Dertig
Ik heb sterk het gevoel dat waar ik nu mee bezig ben, ongeoorloofd is. Dit kan me in de problemen brengen.
Maar ik doe het toch. Het is te belangrijk.
Terwijl ik op de uiterste rand van de drukke B-weg fiets, een kaarsrechte asfaltweg die in de rulle bosgrond is geperst, bekruipt me de angst dat iemand die papa of oma kent me hier zal zien. Ik val op, als enige fietser, met licht aan. Tussen de bomen is de weg schemerig, ondanks dat het middag is.
Ik snuif de boslucht op. Dennennaalden, schors, herfstbladeren. En iets anders. Toen ik nog op de kleuterschool zat wandelden we weleens naar het park in onze buurt. Wij samen, papa, mama en ik. Dan voerden we harde stukjes witbrood door het harmonicagaas aan de dwerggeitjes, herten en ganzen. De geitjes waren het brutaalst, ze stonden met hun hoefjes tegen het gaas aan, dat doorboog onder hun gewicht. Ik zag erop toe dat ook de dieren die achteraan stonden wat kregen, want het waren steeds dezelfden die de rest wegduwden en het brood uit je hand trokken. De geur die daar hing, hangt hier ook, maar lichter, vager.
Ik ben er bijna. In de verte zie ik het witte bord langs de weg staan. Ik trap door, de dynamo snort en mijn fiets maakt krakende geluiden. De bagagedrager zit een beetje los en wiegt heen en weer onder het gewicht van mijn boekentas.
Liever had ik mijn tas eerst naar huis gebracht, maar dan had oma me gevraagd naar mijn huiswerk en had ze willen weten waar ik naartoe wilde, en dan had ik een smoes moeten verzinnen – fotograferen of naar de stadsbibliotheek. Ik kan heel goed mijn mond houden over de dingen die ik hoor of zie, maar ik kan niet goed liegen – niet zoals andere mensen en al zeker niet zo overtuigend als oma en papa. Zelfs mama heeft tegen me gelogen. De laatste keer dat ik haar vroeg waarom ze steeds ziek was en wat voor ziekte ze had, zat ik in de vijfde klas. Ik kwam huilend thuis. Een jongen bij ons uit de buurt had zijn vinger bij zijn slaap gehouden en er een ronddraaiende beweging mee gemaakt. ‘Weet je wat mijn vader zegt? Die moeder van Vera Zagt is kierewiet!’ Mama zei toen dat ze regelmatig hoofdpijn had, heel erge hoofdpijn, migraine heette dat. Mensen die last hebben van migraine willen alleen zijn, in donkere ruimtes, dan doet hun hoofd minder zeer. Pijnstillers hielpen niet.
Ik geloofde haar onvoorwaardelijk. Het verklaarde veel, zo niet alles.

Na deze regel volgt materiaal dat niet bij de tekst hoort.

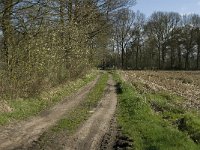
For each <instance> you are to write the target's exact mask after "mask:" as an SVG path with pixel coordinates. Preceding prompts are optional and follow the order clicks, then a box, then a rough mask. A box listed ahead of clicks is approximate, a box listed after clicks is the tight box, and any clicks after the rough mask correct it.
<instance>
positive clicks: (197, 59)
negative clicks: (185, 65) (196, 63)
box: [197, 44, 200, 70]
mask: <svg viewBox="0 0 200 150" xmlns="http://www.w3.org/2000/svg"><path fill="white" fill-rule="evenodd" d="M199 57H200V44H199V45H198V52H197V70H198V69H199Z"/></svg>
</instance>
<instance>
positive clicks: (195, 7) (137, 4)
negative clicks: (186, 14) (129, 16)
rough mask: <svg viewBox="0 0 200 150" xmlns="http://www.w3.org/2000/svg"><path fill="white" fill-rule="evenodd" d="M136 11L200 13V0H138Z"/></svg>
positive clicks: (190, 13)
mask: <svg viewBox="0 0 200 150" xmlns="http://www.w3.org/2000/svg"><path fill="white" fill-rule="evenodd" d="M133 10H134V11H137V10H139V11H141V12H143V13H144V14H145V15H146V16H150V15H151V14H152V13H153V12H154V11H167V12H168V11H173V12H179V13H180V14H181V15H183V14H191V13H197V14H199V15H200V0H137V4H136V5H135V6H134V7H133Z"/></svg>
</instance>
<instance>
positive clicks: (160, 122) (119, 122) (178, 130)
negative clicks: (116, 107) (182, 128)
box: [114, 74, 200, 150]
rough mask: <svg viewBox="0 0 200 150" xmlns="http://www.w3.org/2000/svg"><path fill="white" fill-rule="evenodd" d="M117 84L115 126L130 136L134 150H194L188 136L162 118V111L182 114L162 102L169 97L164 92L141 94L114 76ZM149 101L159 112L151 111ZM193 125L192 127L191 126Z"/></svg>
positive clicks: (173, 105)
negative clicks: (121, 86)
mask: <svg viewBox="0 0 200 150" xmlns="http://www.w3.org/2000/svg"><path fill="white" fill-rule="evenodd" d="M114 78H115V80H116V81H117V82H121V83H122V93H121V94H119V95H118V110H117V123H118V125H119V126H120V127H121V128H122V132H123V134H125V135H126V136H128V137H130V138H131V139H132V140H133V141H134V142H133V147H132V149H136V150H198V149H200V146H199V145H197V144H196V143H195V142H194V141H193V140H192V139H191V138H190V137H189V135H188V133H187V132H182V131H180V130H178V128H177V127H176V126H175V125H173V124H172V122H171V121H169V120H166V119H163V115H162V114H164V113H163V112H165V111H166V112H171V113H172V114H173V115H175V114H178V115H181V114H182V111H180V112H179V111H175V110H176V109H178V104H177V106H176V105H175V104H176V103H178V102H177V101H178V100H174V101H173V105H171V104H170V103H168V102H166V101H167V100H168V101H169V100H170V99H171V100H173V96H171V97H170V95H166V93H164V94H163V93H159V94H158V95H156V94H155V95H154V94H148V93H147V94H141V93H139V92H138V91H137V90H136V88H134V87H133V86H131V85H129V84H127V83H124V82H122V81H121V80H120V78H119V76H117V75H116V74H114ZM150 98H151V100H154V102H156V103H157V104H158V105H159V106H160V107H162V109H163V111H161V112H156V111H155V110H153V109H152V106H151V103H150V101H151V100H150ZM171 107H172V108H173V111H170V110H171ZM193 125H194V124H193ZM197 126H198V125H197Z"/></svg>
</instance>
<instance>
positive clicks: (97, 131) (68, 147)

Mama was vaak verdrietig als ze niet goed was, en soms ook boos – ik zou ook verdrietig en boos worden als ik zoveel pijn moest verdragen, elke dag opnieuw.
Later hebben we het er eigenlijk nooit meer over gehad.

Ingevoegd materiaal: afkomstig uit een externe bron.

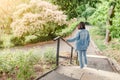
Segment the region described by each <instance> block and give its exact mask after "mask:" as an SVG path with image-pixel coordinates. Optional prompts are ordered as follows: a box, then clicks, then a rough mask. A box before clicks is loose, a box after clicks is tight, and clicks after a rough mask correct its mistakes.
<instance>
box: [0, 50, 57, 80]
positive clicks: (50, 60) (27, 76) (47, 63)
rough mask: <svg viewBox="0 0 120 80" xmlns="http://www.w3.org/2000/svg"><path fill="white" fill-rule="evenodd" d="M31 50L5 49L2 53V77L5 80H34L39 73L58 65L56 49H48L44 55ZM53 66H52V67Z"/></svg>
mask: <svg viewBox="0 0 120 80" xmlns="http://www.w3.org/2000/svg"><path fill="white" fill-rule="evenodd" d="M34 52H35V51H34V50H30V51H27V52H26V51H21V50H19V51H18V50H16V51H14V52H13V51H9V50H5V51H3V52H1V54H0V79H1V80H3V79H5V80H31V79H32V80H33V79H34V78H36V77H37V76H38V75H37V74H38V73H39V76H40V74H41V75H42V74H44V73H45V72H47V71H49V70H51V69H53V68H55V67H56V65H55V61H56V58H55V53H54V52H55V51H54V50H53V49H49V50H47V51H46V52H45V53H44V54H43V55H41V54H38V53H34ZM51 66H52V67H51Z"/></svg>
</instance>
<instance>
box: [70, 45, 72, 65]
mask: <svg viewBox="0 0 120 80" xmlns="http://www.w3.org/2000/svg"><path fill="white" fill-rule="evenodd" d="M72 56H73V47H71V57H70V64H72Z"/></svg>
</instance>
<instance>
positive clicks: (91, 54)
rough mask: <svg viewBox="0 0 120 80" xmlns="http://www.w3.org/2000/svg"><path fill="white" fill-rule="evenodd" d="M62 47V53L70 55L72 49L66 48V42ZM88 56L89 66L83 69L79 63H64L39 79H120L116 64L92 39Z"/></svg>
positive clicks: (94, 79) (119, 75) (60, 79)
mask: <svg viewBox="0 0 120 80" xmlns="http://www.w3.org/2000/svg"><path fill="white" fill-rule="evenodd" d="M71 44H72V45H74V43H71ZM61 47H62V48H61V49H63V50H61V51H62V52H61V55H65V56H66V55H67V56H70V52H69V51H70V50H69V49H66V46H65V45H64V44H62V45H61ZM75 54H76V53H74V55H75ZM87 57H88V66H87V67H85V68H83V69H80V67H79V66H78V65H68V66H66V65H65V66H63V65H62V66H59V67H58V69H57V70H55V71H53V72H51V73H49V74H47V75H46V76H44V77H42V78H41V79H39V80H120V74H119V73H118V71H117V69H116V66H115V64H114V63H113V62H112V61H111V60H110V59H109V58H107V57H105V56H102V55H101V54H100V51H99V50H98V49H97V47H96V45H95V44H94V42H93V41H92V40H91V43H90V46H89V48H88V50H87Z"/></svg>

Soms was mama goed, dan was ze thuis, soms was ze niet goed, dan was ze weg.
Zo was het nu eenmaal.
Zo gingen dingen bij ons thuis.
Ik was eraan gewend geraakt. Iedereen was eraan gewend geraakt.

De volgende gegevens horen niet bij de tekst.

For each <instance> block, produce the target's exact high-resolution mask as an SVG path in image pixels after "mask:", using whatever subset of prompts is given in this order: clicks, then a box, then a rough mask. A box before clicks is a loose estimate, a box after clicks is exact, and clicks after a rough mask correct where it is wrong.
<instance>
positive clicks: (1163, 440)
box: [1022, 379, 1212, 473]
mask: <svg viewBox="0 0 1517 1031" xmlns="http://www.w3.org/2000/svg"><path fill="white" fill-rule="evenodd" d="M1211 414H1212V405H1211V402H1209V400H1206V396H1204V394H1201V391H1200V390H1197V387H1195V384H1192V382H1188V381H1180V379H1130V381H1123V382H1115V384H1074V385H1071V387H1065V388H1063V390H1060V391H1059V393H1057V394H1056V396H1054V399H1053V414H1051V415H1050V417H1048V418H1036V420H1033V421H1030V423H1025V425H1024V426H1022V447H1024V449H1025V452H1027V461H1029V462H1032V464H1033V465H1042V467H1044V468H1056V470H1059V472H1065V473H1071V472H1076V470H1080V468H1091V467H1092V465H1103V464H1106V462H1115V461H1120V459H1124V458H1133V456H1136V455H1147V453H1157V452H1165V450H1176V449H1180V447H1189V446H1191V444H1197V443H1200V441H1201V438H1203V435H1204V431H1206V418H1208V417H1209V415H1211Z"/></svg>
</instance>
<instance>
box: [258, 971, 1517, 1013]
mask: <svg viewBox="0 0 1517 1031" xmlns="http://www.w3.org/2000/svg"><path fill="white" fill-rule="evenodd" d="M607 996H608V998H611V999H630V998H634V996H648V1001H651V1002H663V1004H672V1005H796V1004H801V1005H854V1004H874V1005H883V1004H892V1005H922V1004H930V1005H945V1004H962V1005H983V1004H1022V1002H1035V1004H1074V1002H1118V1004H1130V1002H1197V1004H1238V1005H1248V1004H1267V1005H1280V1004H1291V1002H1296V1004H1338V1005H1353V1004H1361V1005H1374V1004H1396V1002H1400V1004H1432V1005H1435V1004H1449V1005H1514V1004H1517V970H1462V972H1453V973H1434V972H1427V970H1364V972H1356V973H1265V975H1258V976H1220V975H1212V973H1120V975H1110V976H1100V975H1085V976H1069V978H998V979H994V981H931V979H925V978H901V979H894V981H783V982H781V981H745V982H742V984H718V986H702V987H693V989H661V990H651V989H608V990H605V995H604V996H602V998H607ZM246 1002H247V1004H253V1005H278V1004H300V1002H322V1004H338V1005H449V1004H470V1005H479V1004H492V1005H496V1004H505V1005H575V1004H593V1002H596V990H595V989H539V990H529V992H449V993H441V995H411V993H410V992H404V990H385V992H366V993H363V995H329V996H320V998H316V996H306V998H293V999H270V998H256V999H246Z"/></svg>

Maar aan haar continue afwezigheid heb ik nooit kunnen wennen.
Ik rem af bij het bord. Er staat hetzelfde logo op als op de brief: het dak met de boom en de wortels. Het bord is groen uitgeslagen, net als de stammen van de dennenbomen erachter. Van de ‘D’ is een stukje verdwenen. Er staat nu: Lingemans Instituut. Iemand zou die D moeten bijwerken, het ziet er slordig uit.
Ik stap van mijn fiets en staar naar de oprit voor me, die nog donkerder is dan de weg. Rechts is het bos, dat met schapengaas en scheefgezakte paaltjes is afgescheiden van de oprit. Links een hoog hekwerk, kaarsrecht, met drie lijnen prikkeldraad erboven.
Om de gekken binnen te houden.
Hekken voor de gekken.
Ik stap op, zet kracht op de pedalen en fiets de oprit verder af.